Moving to the interior sides, mesh is used to help with weight reduction and air flow. A simple velcro closure opening is located near the bottom to allow interior access to the armor pockets. Inside are sleeve pockets for hard armor and a nice big velcro strap to adjust plate ride height. The setup almost looks too simple, but works great keeping itself nice and sealed utilizing the default pressure of wearing the carrier. There isn't a special extra soft armor sleeve zone, it is just placed in there on top of the hard armor (towards user). The instruction manual makes it sound confusing too, but the only placement option soon becomes apparent once one tries. As a plus I was able to fit a non BALC cut soft armor into these armor pockets so there is some flexibility room. Since everything else is designed so well I'm surprised to see the groin pad connection be these big ass SRB buckles. Also surprisingly I don't feel them too much while worn, but they can certainly be felt when in the prone position. Now that I have documented how they come, I plan to cut the hardware out and leave the loops if I even need a nut pad later. I'll guess these buckles were some sort of forced legacy connection method, but the end result is ridiculous comfort wise.

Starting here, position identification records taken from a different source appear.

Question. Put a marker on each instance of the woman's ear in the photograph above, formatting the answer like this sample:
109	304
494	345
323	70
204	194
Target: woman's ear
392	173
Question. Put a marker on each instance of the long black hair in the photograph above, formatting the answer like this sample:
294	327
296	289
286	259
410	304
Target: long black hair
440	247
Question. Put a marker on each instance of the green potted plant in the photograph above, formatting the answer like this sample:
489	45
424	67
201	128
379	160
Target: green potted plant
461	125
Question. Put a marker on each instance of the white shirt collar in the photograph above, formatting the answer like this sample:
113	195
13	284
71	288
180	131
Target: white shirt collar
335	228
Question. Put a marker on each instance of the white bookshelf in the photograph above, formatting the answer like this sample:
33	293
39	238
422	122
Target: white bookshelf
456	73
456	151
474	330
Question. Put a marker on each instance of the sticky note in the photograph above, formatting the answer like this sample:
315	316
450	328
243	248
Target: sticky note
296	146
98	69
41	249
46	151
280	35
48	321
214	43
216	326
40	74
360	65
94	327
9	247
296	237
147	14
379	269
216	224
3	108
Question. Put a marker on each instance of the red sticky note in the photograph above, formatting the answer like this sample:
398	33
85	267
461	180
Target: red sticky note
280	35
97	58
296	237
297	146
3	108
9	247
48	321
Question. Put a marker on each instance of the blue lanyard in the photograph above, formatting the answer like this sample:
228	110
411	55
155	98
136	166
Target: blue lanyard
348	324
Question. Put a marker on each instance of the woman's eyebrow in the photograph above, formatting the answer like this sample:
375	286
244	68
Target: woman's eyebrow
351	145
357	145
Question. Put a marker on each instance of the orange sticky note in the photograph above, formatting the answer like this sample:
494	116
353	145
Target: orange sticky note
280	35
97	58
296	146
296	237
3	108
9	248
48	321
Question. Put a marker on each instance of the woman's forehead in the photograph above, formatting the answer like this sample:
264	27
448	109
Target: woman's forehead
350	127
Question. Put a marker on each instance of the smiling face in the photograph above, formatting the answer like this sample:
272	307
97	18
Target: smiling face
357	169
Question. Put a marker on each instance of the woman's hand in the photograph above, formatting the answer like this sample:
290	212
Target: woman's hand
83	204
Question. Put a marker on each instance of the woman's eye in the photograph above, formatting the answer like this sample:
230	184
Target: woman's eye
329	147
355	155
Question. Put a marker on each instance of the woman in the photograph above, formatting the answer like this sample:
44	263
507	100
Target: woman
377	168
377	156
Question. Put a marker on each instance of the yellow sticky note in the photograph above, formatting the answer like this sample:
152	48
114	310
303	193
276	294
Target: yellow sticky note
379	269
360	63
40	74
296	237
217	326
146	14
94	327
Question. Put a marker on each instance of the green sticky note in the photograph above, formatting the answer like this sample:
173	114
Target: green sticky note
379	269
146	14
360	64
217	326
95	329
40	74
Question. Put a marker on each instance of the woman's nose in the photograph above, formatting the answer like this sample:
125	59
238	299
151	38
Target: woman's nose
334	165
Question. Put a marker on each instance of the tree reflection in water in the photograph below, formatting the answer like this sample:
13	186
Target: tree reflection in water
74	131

Although more common recently, having the carrier using camo matched webbing is a great touch to allow solid camo matching no matter how few pouches are mounted. With my main complaints being small size specific or low effort fixable, I highly recommend the RBAV-AF as a full featured armor carrier. With sizing comes quirks, yet more importantly offering a good fit to the user. It isn't the lightest or cheapest, but the RBAV-AF still balances out all design aspects quite well for what all it offers.